По настоянию Марии, мне пришлось также убрать еще несколько моментов из интервью, касающихся того, кто именно пригласил ее на работу на "Интер". Но и без этого, на мой взгляд, в интервью есть много интересного. Оно достаточно ярко демонстрирует, с какими представлениями о ситуации в Украине и России, о путях разрешения этой ситуации едут сюда работать некоторые российские журналисты. Едут по приглашению многих украинских СМИ - а, значит, именно эти представления и соответствующие им акценты в редакционной политике - ими и востребованы. И уверена, касается это далеко не только телеканала "Интер".
— О вас мало что известно в Украине. Вы не могли бы рассказать, чем вы занимались до того, как стали работать на «Интере»?
— Я закончила журфак МГУ. Параллельно с учебой на третьем курсе, с 2000 года, я работала на старом НТВ с Евгением Алексеевичем Киселевым, потом НТВ развалили новые властные круги — можно говорить, что это Путин, можно говорить, что некие коммерческие структуры, которые пришли — я была маленькая и в это не вникала, скажем так.
— Чем вы занимались на НТВ?
— Я была журналистом, занималась криминалом — тогда было очень много криминала. Работала по ночам, а днем училась. Потом работала на канале «Культура», потому что было четкое разделение коллектива НТВ — одни ушли с Киселевым на ТВ6, а другие остались на НТВ, чтобы занять места, как говорится, повыше.
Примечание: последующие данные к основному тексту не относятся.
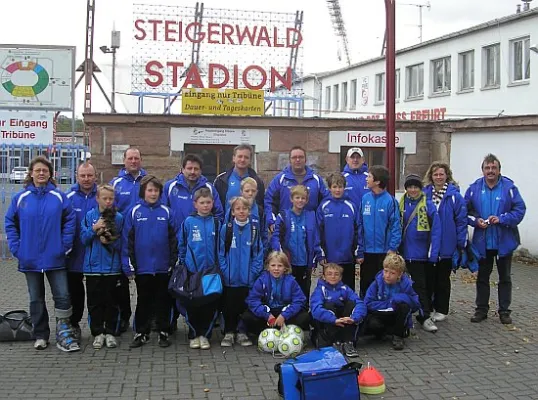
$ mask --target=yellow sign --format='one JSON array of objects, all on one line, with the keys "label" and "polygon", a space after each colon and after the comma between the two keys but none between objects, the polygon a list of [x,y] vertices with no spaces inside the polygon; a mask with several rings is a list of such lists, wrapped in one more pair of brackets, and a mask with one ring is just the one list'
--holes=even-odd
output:
[{"label": "yellow sign", "polygon": [[183,114],[263,115],[263,90],[183,89]]}]

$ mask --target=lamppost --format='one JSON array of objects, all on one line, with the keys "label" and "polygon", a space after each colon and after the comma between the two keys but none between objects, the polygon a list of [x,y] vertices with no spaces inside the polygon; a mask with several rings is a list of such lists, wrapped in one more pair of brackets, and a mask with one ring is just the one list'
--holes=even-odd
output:
[{"label": "lamppost", "polygon": [[111,112],[116,112],[116,51],[120,48],[120,32],[113,30],[110,47],[99,47],[105,54],[112,54],[112,94],[110,96]]}]

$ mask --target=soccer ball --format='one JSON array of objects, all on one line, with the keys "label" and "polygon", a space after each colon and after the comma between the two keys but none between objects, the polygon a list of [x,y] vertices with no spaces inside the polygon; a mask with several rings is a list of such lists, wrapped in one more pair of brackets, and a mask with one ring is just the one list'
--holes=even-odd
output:
[{"label": "soccer ball", "polygon": [[295,357],[303,349],[303,339],[295,334],[285,333],[278,343],[278,351],[286,357]]},{"label": "soccer ball", "polygon": [[278,329],[267,328],[258,336],[258,349],[266,353],[273,353],[278,349],[282,333]]},{"label": "soccer ball", "polygon": [[286,325],[286,333],[297,335],[304,342],[304,331],[297,325]]}]

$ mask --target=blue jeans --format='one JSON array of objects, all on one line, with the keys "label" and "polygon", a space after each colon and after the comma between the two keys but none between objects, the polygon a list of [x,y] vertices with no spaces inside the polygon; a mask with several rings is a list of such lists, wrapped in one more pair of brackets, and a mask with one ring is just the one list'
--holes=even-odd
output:
[{"label": "blue jeans", "polygon": [[41,272],[25,272],[28,294],[30,296],[30,317],[34,326],[36,339],[49,340],[49,313],[45,304],[45,275],[49,281],[54,314],[56,318],[69,318],[72,314],[71,299],[67,286],[67,271],[65,269]]}]

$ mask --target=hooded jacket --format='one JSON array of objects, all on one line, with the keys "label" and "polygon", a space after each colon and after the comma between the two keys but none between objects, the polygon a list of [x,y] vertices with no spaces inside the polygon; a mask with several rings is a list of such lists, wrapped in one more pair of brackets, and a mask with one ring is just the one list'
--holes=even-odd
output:
[{"label": "hooded jacket", "polygon": [[267,191],[265,192],[265,218],[267,219],[267,226],[271,226],[275,223],[278,213],[282,210],[288,210],[292,207],[290,189],[293,186],[303,184],[308,188],[309,196],[308,203],[305,206],[306,210],[316,211],[321,201],[328,196],[329,191],[325,186],[323,179],[310,167],[306,168],[306,175],[302,183],[297,182],[295,175],[290,166],[284,168],[284,170],[277,174]]},{"label": "hooded jacket", "polygon": [[[424,188],[428,200],[432,199],[433,185]],[[441,259],[452,258],[457,250],[463,250],[467,242],[467,207],[460,194],[459,188],[452,183],[447,190],[437,210],[441,220]]]},{"label": "hooded jacket", "polygon": [[125,275],[166,274],[178,259],[176,222],[172,210],[144,200],[125,216],[122,268]]},{"label": "hooded jacket", "polygon": [[120,169],[118,176],[110,181],[114,187],[114,203],[118,211],[126,214],[140,200],[140,181],[147,175],[145,169],[141,169],[135,178],[125,168]]},{"label": "hooded jacket", "polygon": [[73,248],[76,216],[65,193],[52,183],[29,184],[11,200],[5,230],[11,253],[21,272],[65,268]]},{"label": "hooded jacket", "polygon": [[312,317],[325,324],[334,324],[338,317],[333,311],[327,310],[325,304],[329,303],[335,304],[337,307],[343,307],[346,301],[355,303],[350,315],[355,323],[359,323],[366,318],[366,305],[349,286],[344,285],[342,281],[336,285],[331,285],[324,279],[319,279],[318,285],[310,297]]},{"label": "hooded jacket", "polygon": [[[499,257],[510,255],[520,244],[519,231],[517,226],[523,220],[527,210],[525,202],[519,193],[514,182],[501,176],[499,185],[502,185],[501,198],[499,200],[498,217],[498,251]],[[480,196],[485,192],[484,178],[477,179],[471,184],[467,192],[465,192],[465,202],[467,204],[468,219],[467,222],[474,229],[473,245],[480,254],[481,258],[486,257],[486,229],[476,227],[478,218],[487,218],[482,215],[482,201]]]},{"label": "hooded jacket", "polygon": [[[292,275],[284,274],[280,279],[282,279],[281,296],[284,303],[282,316],[288,320],[306,309],[306,297]],[[264,320],[269,318],[272,293],[271,274],[269,271],[264,271],[254,282],[246,300],[249,310],[258,318]]]},{"label": "hooded jacket", "polygon": [[194,193],[203,187],[207,187],[213,194],[213,209],[211,212],[220,222],[224,220],[224,210],[222,209],[219,194],[215,187],[207,181],[207,178],[203,175],[200,176],[191,190],[185,175],[180,173],[174,179],[165,183],[161,199],[162,204],[170,207],[174,212],[178,229],[181,229],[181,224],[189,215],[196,213],[193,203]]},{"label": "hooded jacket", "polygon": [[71,187],[71,191],[67,193],[67,198],[71,200],[71,206],[76,216],[75,239],[73,241],[73,251],[67,255],[67,269],[72,272],[82,273],[84,265],[85,246],[80,240],[80,224],[88,211],[97,207],[97,185],[93,185],[90,193],[86,194],[80,190],[78,183]]}]

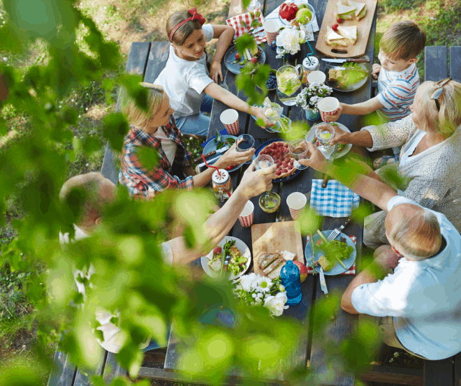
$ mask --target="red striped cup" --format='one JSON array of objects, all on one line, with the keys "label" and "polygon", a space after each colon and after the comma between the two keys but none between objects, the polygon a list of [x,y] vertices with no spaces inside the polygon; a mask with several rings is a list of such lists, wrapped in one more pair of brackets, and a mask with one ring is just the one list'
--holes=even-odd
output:
[{"label": "red striped cup", "polygon": [[298,220],[300,217],[307,202],[306,196],[298,192],[292,193],[286,198],[286,205],[290,209],[291,218]]},{"label": "red striped cup", "polygon": [[339,101],[332,96],[327,96],[321,100],[317,104],[320,115],[322,117],[322,121],[324,122],[330,122],[332,121],[327,120],[326,118],[328,115],[334,115],[339,110]]},{"label": "red striped cup", "polygon": [[242,227],[249,228],[253,225],[254,214],[254,205],[253,202],[248,201],[245,204],[242,213],[240,213],[240,216],[238,216],[238,219],[240,221]]},{"label": "red striped cup", "polygon": [[238,112],[234,109],[227,109],[219,116],[221,121],[230,135],[237,135],[240,131],[238,127]]}]

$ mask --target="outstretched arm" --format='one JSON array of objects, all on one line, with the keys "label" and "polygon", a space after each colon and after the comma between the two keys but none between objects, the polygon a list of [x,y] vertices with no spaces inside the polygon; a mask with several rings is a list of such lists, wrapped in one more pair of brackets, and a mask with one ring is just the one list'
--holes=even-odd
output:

Я — ни там и ни там, так что ушла на «Культуру». После я долго работала в интерьерных программах в качестве режиссера и продюсера, — в таких как «Школа ремонта», «Чистая работа», а потом — вы будете смеяться — на канале «Охота и рыбалка». Затем я как сценарист очень много работала на мистике — это были фильмы и для «РЕН ТВ», и для 5-го канала, и в ток-шоу для канала «Россия 1» под названием «Дело Х» — было такое ток-шоу, совершенно сумасшедшее; там все рассказывали о том, как марсиан встретили. Еще я работала на странном канале «Общественное телевидение России» в качестве шефа регионов, это человек, который встает по Хабаровску и ложится по Калининграду. В этом же статусе я перешла на «РЕН ТВ» в «Свободное время». Когда я не увидела в своих журналистах желания и явной возможности ехать в Украину — я сказала: «Когда-то же я работала журналистом!» И уехала. Вкратце так.
— Сколько раз вы были на передовой?
— Я там три месяца торчала — то есть въехала и не захотела уже уезжать. Даже не знаю почему. До этого я никогда не работала в горячих точках. Но война реально меняет.
— И она изменила вас настолько, что вы переехали в другое государство работать?
— Да.
— А какой у вас был мотив?
— Возвращаясь к тому, что было сказано офф-рекордс (Мария рассказала мне о своем видении принципов работы российских СМИ с просьбой не публиковать эту информацию. — Дуся) я поняла, что хочу и буду работать в этих программах, с этими людьми, которые мне очень понравились — я много раз в своих поездках проезжала через Киев, и познакомилась здесь с ребятами.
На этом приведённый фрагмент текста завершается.